• 27.07.1971

    16.2 I 9

    Fahrung in Strecken
    mit Einschienenhängebahnen

    A 2.12


    An die Bergämter des Landes NW


    Betr.: Fahrung in Strecken mit Einschienenhängebahnen § 283 Abs. 1 und § 285 Abs. 5 BVOSt


    Die zahlreichen Unfälle in Strecken mit Einschienenhängebahnen beweisen, daß der Aufenthalt in
    derartigen Strecken während des Betriebes der Einschienenhängebahn mit besonderen Gefahren
    verbunden ist. Diese lassen sich etwa wie folgt umschreiben:

    1. Erfaßtwerden von einem seines abrollenden Zug oder Zugteil (infolge Seilrisses oder
      Lösens einer Kupplung) oder Getroffenwerden von Material, das sich u. U. bei plötzlicher
      Geschwindigkeitsverringerung löst oder aus den Behältern herausgeschleudert wird,
      wobei zu beachten ist, daß ein selbsttätiges Abrollen bereits bei einem Einfallen von
      1 :100 (0,649 gon) möglich ist.

    2. Getroffenwerden von einem bei einem Seilriß sich wie bei einem Peitschenschlag
      verhaltenden Seilende, das u. U. auch beim Weiterlaufen des Haspels oder in geneigten
      Strecken infolge des Seilgewichtes bzw. der Anhängelast schnell durch die Strecke
      gezogen wird, unvoraussehbare Schlingen bildet und unkontrolliert herumschlägt.

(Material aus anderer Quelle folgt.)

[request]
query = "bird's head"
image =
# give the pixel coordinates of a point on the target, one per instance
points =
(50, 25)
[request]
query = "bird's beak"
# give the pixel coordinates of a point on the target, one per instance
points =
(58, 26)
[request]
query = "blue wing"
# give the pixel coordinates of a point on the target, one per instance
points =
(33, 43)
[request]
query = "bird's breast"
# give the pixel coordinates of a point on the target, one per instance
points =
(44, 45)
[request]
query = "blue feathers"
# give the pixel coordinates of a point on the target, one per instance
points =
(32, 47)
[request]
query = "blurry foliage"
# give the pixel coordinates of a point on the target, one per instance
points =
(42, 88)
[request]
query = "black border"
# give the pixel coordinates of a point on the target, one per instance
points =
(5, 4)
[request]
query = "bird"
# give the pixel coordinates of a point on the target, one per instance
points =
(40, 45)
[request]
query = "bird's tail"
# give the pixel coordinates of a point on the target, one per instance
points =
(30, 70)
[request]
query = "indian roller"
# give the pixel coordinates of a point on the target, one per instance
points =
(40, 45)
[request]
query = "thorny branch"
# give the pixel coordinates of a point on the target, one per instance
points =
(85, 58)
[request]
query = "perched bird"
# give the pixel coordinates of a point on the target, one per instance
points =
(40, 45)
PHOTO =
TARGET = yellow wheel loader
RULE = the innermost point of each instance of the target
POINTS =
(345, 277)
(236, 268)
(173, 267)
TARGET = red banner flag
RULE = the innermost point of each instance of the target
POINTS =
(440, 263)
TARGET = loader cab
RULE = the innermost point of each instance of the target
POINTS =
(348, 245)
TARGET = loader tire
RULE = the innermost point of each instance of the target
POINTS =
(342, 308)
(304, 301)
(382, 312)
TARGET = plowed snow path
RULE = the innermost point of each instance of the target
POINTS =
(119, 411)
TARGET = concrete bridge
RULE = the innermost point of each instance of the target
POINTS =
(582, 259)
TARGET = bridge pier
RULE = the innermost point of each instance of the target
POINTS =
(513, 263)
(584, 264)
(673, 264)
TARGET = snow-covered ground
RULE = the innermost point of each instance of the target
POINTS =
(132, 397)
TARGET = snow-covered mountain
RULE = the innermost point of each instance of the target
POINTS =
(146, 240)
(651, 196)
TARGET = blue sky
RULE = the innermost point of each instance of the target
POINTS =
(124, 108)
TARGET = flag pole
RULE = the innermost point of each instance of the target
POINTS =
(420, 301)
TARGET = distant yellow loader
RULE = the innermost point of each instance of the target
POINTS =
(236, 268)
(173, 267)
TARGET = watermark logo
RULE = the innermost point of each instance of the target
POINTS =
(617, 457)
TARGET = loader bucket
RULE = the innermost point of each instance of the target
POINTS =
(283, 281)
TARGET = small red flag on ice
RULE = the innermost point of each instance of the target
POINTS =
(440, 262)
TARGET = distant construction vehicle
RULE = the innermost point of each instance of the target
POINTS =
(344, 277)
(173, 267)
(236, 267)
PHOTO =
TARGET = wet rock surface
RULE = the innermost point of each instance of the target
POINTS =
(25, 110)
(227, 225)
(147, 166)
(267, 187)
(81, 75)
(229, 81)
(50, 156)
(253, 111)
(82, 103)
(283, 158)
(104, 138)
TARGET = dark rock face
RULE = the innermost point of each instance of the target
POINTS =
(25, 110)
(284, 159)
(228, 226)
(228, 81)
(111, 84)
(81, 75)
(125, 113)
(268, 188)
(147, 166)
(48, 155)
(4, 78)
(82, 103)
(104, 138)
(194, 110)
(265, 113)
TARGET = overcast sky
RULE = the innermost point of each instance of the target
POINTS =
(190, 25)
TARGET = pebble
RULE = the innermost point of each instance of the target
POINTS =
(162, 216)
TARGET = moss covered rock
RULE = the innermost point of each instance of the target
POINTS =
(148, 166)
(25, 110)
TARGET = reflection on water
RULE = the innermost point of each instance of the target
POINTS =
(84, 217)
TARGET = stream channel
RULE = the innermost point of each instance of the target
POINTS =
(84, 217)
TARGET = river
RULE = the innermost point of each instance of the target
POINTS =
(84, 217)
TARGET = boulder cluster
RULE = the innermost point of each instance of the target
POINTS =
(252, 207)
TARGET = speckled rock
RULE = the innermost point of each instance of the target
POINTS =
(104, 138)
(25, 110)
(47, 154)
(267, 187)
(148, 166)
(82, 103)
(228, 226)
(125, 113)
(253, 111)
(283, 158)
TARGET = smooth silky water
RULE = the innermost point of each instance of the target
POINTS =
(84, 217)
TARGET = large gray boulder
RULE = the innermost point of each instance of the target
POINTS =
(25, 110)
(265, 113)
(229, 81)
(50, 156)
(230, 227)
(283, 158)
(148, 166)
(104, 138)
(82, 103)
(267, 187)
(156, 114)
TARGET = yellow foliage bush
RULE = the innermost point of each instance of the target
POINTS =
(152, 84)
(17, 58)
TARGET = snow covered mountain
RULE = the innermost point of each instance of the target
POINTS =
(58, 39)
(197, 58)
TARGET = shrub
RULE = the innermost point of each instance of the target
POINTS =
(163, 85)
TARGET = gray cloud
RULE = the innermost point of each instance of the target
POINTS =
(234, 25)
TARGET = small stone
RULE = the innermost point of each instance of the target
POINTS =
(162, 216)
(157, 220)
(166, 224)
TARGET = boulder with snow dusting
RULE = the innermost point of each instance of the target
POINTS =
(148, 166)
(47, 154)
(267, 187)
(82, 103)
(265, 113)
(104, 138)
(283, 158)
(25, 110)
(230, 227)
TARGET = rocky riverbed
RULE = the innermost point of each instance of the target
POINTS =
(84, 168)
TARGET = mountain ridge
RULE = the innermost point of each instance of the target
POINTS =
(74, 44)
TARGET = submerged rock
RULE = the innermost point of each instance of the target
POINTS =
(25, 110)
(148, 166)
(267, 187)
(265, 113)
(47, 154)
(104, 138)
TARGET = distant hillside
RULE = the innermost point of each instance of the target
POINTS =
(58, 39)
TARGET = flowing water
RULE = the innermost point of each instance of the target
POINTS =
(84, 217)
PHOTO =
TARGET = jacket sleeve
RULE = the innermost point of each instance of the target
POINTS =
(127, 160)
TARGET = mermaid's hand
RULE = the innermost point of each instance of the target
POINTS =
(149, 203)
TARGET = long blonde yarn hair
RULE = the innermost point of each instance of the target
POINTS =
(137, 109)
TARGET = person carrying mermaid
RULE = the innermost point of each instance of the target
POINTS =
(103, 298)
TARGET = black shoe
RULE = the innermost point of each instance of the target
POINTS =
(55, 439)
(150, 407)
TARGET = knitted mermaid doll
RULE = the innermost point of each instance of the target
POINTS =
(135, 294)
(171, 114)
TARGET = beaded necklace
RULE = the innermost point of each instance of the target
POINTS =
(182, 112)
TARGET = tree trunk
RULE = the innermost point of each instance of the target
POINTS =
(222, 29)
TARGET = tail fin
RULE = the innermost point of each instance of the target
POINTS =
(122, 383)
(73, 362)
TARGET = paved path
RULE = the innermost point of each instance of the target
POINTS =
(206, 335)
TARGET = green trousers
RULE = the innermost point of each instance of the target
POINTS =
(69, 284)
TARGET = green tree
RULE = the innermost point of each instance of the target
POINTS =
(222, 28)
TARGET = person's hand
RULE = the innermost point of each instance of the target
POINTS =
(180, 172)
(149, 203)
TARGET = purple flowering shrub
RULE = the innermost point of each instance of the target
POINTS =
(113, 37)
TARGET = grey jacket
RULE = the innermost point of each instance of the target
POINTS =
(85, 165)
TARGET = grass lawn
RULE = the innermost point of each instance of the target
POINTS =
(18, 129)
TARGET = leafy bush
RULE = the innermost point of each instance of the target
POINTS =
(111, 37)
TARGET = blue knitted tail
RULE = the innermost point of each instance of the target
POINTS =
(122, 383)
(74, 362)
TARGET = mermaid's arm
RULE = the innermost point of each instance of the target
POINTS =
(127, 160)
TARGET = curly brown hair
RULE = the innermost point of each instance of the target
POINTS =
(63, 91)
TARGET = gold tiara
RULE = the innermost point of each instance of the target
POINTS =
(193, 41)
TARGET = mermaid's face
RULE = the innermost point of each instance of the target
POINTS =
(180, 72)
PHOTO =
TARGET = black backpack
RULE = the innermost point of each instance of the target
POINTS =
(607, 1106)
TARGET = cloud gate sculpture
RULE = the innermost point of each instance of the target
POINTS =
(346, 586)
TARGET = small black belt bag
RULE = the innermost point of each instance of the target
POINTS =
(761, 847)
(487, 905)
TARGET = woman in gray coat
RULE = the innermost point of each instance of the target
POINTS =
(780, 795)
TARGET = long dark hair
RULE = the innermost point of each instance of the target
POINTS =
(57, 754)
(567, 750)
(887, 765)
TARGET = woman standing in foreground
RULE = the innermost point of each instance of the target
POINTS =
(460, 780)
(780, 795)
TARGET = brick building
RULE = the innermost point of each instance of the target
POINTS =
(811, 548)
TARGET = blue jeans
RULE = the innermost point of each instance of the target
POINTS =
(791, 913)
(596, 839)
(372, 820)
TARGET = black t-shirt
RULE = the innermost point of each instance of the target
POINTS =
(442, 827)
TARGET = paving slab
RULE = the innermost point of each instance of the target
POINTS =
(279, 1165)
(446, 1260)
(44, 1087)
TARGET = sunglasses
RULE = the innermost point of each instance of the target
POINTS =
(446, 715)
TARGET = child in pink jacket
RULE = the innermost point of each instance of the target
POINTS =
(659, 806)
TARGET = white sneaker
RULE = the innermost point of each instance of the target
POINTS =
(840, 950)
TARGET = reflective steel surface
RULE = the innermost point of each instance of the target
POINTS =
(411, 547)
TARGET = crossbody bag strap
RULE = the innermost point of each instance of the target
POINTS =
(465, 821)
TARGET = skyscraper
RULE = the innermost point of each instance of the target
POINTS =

    3. Erfaßtwerden durch einen während des Treibens pendelnden Tragbehälter oder eine
      pendelnde Last.

    Diese Gefahren sind vor allen Dingen dann gegeben, wenn kein von dem Fördertrum der
    Einschienenhängebahn getrennter Fahrweg vorhanden ist.

    Bei der betriebsplanmäßigen Zulassung von Streckenauffahrungen, insbesondere von
    Abbaustrecken, bitte ich daher künftig darauf zu achten, daß in dem Betriebsplan angegeben
    wird, in welcher Weise der geplante Streckenquerschnitt nicht nur während der Auffahrung
    sondern auch während des späteren Abbaues ausgenutzt werden soll. Hierbei ist nachzuweisen,
    daß ein ordnungsmäßiger Fahrweg, unabhängig von Stetigförderer, Einschienenhängebahn
    oder Flurförderbahn oder sonstigen Pendelförderern, vorhanden ist. Der Streckenquerschnitt
    ist entsprechend groß zu wählen, so daß ggf. Fahrweg, Stetigförderer, Einschienenhängebahn-
    Trum und u. U. Trum für die Lutte der Sonderbewetterung, Rohrleitung usw. nebeneinander
    Platz haben. Eine vorhersehbare Querschnittsverringerung durch Gebirgsdruckeinwirkungen
    muß vorsorglich mit berücksichtigt werden.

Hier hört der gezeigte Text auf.